Faltbare Elektro-Rollstühle tragen in der Regel zwischen 100 und 136 kg Körpergewicht. Die genaue Zuladung hängt vom jeweiligen Modell ab und ist ein entscheidendes Auswahlkriterium, das viele Menschen unterschätzen. Die folgenden Fragen helfen dabei, das passende Gerät für die eigenen Bedürfnisse zu finden.
Welche Zuladung ist bei faltbaren Elektro-Rollstühlen typisch?
Die meisten faltbaren Elektro-Rollstühle sind für ein maximales Körpergewicht zwischen 100 kg und 136 kg ausgelegt. Einige Standardmodelle beginnen bei einer Tragkraft von 100 kg, während robustere Varianten bis zu 120 oder 136 kg tragen.

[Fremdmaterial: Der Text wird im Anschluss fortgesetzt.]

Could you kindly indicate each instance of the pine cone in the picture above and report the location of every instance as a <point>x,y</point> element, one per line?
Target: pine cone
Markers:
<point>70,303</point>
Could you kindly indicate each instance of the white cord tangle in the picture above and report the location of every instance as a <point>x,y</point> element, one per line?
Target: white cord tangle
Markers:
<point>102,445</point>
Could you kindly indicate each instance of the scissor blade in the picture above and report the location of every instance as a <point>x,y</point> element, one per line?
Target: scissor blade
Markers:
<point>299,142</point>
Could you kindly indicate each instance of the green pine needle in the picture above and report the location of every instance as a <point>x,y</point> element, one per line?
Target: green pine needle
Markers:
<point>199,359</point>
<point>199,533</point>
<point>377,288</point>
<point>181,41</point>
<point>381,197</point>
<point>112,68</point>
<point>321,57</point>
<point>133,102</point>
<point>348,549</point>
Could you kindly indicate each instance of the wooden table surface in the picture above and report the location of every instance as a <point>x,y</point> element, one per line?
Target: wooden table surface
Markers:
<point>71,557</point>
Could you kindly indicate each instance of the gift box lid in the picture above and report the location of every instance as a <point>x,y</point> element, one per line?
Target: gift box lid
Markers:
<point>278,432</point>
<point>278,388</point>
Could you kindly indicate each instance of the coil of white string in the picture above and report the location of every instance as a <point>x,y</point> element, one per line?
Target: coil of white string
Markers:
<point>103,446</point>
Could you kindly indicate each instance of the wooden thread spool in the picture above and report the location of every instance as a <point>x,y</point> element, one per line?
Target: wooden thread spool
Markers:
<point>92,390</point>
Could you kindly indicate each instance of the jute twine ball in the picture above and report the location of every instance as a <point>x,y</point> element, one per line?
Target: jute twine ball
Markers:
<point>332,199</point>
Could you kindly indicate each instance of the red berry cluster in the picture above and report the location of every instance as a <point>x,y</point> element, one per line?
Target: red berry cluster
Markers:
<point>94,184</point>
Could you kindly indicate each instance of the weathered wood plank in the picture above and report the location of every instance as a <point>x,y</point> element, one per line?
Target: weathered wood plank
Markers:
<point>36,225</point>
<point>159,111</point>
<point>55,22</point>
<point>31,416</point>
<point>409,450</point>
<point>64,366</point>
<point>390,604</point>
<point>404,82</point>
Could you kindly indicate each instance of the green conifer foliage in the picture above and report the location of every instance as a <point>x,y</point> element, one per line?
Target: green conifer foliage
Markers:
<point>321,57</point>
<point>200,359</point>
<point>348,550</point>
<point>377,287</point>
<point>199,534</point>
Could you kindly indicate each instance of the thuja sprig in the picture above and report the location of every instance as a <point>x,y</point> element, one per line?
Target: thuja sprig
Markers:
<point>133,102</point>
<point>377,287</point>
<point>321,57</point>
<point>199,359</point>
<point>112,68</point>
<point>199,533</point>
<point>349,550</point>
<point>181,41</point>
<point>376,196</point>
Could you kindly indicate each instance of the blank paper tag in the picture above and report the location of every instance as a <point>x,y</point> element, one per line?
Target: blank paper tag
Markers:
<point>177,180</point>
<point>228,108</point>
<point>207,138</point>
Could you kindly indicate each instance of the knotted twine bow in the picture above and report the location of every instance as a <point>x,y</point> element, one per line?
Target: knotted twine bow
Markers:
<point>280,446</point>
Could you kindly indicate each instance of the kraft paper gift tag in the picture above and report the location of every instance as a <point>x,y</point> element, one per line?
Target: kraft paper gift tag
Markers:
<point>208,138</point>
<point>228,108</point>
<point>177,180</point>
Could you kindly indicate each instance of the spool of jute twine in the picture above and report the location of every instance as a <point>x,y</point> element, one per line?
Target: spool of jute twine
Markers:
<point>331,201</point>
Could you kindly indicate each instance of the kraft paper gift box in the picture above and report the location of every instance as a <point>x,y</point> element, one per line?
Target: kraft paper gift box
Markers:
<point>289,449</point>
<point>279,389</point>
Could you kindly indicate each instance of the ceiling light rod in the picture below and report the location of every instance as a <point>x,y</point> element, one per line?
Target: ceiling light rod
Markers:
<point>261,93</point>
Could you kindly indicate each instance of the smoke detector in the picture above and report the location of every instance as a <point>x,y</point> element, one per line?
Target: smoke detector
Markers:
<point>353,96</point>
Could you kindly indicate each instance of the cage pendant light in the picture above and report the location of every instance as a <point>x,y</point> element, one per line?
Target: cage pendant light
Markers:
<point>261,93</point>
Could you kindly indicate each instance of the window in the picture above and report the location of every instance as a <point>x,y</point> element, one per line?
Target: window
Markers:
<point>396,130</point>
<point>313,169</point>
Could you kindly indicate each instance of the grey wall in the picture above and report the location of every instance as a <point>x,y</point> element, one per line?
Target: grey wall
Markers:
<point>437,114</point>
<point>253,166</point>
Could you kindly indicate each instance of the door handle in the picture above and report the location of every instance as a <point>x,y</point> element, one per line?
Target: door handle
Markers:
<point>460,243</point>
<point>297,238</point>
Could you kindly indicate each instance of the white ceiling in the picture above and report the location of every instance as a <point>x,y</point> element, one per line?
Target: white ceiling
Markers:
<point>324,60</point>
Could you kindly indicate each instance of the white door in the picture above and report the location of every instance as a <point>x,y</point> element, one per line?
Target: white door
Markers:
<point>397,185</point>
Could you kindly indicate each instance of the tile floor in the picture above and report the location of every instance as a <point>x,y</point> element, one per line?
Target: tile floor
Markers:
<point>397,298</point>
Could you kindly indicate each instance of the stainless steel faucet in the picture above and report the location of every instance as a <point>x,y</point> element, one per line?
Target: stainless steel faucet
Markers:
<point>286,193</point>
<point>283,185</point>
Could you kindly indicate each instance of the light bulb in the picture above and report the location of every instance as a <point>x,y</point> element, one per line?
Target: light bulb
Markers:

Modelle mit höherer Zuladung sind in der Regel etwas schwerer und weniger kompakt, bieten aber mehr Sicherheit für Nutzerinnen und Nutzer mit höherem Körpergewicht.
Die Zuladung eines Elektro-Rollstuhls ist nicht willkürlich gewählt. Sie ergibt sich aus der Konstruktion des Rahmens, der Qualität der verwendeten Materialien sowie der Leistung der Elektromotoren. Bei faltbaren Modellen ist die Gewichtsgrenze besonders relevant, weil das faltbare Design Kompromisse beim Rahmenmaterial erfordert. Leichte Aluminiumlegierungen ermöglichen ein handliches Gerät, setzen aber auch Grenzen bei der maximalen Belastbarkeit.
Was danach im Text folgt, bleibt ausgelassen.